Friday, April 24, 2015

Blackmail, promises and self-punishment

I was reading this interesting paper which comes up with "blackmail" stories against both evidential and causal decision theory (CDT). I'll focus on the causal case. The paper talks about an Artificial Intelligence context, but we can transpose the stories into something more interpersonal. John blackmails Patrick in such a way that it's guaranteed that if Patrick pays up there will be no more blackmail. As a good CDT agent, Patrick pays up, since it pays. However, Patrick would have been better off if he were the sort of person who refuses to pay off blackmailers. For John is a very good predictor of Patrick's behavior, and if John foresaw that Patrick would be unlikely to pay him off, then John wouldn't have taken the risk of blackmailing Patrick. So CDT agents are subject to blackmail.

One solution is to add to the agent's capabilities the ability to adopt a policy of behavior. Then it would have paid for Patrick to have adopted a policy of refusing to pay off blackmailers and he would have adopted that policy. One problem with this, though, is that the agent could drop the policy afterwards, and in the blackmail situation it would pay to drop the policy. And that makes one subject to blackmail once again. (This is basically the retro-blackmail story in the paper.)

Anyway, thinking about these sorts of cases, I've been playing with a simplistic decision-theoretic model of promises and weak promises—or, more generally, commitments. When one makes a commitment, then on this model one changes one's utility function. The scenarios where one fails to fulfill the commitment get a lower utility, while scenarios where one succeeds in fulfilling the commitment are unchanged in utility. You might think that you get a utility bonus for fulfilling a commitment. That's mistaken. For if we got a utility bonus for fulfilling commitments, then we would have reason to promise to do all sorts of everyday things that we would do anyway, like eat breakfast.

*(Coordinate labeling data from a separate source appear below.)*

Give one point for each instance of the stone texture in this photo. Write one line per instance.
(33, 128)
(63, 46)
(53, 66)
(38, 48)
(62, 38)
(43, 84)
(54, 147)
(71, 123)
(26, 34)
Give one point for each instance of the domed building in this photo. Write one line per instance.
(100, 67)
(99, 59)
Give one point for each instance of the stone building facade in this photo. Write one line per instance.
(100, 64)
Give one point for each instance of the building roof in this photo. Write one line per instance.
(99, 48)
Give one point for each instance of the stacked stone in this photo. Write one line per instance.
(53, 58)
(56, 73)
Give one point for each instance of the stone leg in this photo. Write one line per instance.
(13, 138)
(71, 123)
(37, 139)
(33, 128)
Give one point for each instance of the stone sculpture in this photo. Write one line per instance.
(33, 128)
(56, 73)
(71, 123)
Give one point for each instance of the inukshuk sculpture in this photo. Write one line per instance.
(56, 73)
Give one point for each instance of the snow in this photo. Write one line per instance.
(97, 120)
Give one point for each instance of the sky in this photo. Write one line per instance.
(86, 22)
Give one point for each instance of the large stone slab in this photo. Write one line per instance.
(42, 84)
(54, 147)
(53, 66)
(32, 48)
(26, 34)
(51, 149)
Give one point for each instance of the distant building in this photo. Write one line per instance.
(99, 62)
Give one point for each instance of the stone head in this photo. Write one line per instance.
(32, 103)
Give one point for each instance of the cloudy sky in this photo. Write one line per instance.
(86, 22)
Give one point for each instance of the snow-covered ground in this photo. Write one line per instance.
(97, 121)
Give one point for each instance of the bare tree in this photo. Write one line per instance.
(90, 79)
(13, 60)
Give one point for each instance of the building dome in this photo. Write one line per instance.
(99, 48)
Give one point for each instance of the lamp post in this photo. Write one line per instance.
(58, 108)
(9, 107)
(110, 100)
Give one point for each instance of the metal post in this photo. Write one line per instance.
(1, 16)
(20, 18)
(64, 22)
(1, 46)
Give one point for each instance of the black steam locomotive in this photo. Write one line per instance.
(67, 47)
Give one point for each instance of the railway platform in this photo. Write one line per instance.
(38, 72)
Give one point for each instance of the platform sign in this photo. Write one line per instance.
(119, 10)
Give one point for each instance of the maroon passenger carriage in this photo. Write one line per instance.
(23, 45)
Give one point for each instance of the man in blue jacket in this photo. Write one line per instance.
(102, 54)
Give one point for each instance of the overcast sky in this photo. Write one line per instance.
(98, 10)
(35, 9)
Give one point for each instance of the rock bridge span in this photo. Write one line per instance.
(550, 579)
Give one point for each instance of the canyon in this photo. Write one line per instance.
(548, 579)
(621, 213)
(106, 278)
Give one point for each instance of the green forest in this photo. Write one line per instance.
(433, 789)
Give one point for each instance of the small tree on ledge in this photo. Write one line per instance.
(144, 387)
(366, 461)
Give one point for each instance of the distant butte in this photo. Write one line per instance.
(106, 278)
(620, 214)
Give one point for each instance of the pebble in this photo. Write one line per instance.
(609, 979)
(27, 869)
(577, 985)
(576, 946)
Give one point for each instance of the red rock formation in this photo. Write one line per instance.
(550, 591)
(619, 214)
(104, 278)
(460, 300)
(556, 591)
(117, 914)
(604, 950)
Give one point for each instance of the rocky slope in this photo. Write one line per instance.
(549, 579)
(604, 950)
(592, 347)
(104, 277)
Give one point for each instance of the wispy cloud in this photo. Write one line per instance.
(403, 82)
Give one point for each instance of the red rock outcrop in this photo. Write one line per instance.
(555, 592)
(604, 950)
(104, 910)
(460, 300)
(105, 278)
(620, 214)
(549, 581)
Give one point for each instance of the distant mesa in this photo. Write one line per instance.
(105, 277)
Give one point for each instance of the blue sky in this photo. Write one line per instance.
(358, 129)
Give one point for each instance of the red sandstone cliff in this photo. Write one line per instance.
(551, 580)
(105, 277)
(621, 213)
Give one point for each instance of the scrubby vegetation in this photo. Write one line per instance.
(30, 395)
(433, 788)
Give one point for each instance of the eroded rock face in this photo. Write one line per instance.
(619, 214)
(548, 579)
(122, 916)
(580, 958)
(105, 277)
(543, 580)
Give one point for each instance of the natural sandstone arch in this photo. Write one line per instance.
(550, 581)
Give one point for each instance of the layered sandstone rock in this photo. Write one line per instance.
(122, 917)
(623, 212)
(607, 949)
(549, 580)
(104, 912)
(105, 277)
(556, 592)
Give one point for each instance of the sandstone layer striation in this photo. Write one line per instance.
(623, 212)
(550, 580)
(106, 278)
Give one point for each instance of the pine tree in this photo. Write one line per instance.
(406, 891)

This made me think about agents who have a special normative power: the power to lower their utility function in any way that they like. But they lack the power to raise it. In other words, they have the power to replace their utility function by a lower one. This can be thought of in terms of commitments—lowering the utility value of a scenario by some amount is equivalent to making a commitment of corresponding strength to ensure that scenario isn't actualized—or in terms of mechanisms for self-punishment. Imagine an agent who can make robots that will zap him in various scenarios.

Now, it would be stupid for an agent simply to lower his utility function by a constant amount everywhere. That wouldn't change the agent's behavior at all, but would make sure that the agent is less well off no matter what happens. However, it wouldn't be stupid for the agent to lower his utility function for scenarios where he gives in to blackmail by agents who can make good predictions of his behavior and who wouldn't have blackmailed him if they thought he wouldn't give in. If he lowers that utility enough—say, by making a promise not to negotiate with blackmailers or by generating a robot that zaps him painfully if he gives in—then a blackmailer like John will know that he is unlikely to give in to blackmail, and hence won't risk blackmailing him.

The worry about the agent changing policies and thereby opening oneself to blackmail does not apply on this story. For the agent in my model has only been given the power to lower his utility function at will. He doesn't have the power to raise it. If the agent were blackmailed, he could lower his utility function for the scenarios where he doesn't give in, and thereby get himself to give in. But it doesn't pay to do that, as is easy to confirm. It would pay for him to raise his utility function for the scenarios where he gives in, but he can't do that.

An agent like this would likewise give himself a penalty for two-boxing in Newcomb cases.

So it's actually good for agents to be able to lower their utility function. Setting up self-punishments can make perfect rational sense, even in the case of a perfect rational agent, so as to avoid blackmail.


Heath White said...

The basic logic here has been around since Schelling in the 60s, but (naively) I hadn't thought to apply it to questions of causal vs. evidential decision theory.

One "power" to lower our utilities is simply the psychological and social consequences of breaking commitments. We often feel guilty and receive opprobrium from others. Many have noted that these negative feelings are stronger than the corresponding ones of self- and other-congratulations when we keep commitments. Some people say that is a bad thing but you have at least one argument that it is not.

Alexander R Pruss said...

I was thinking that failure to fulfill a commitment is simply constitutive of lesser wellbeing, without needing to invoke feelings.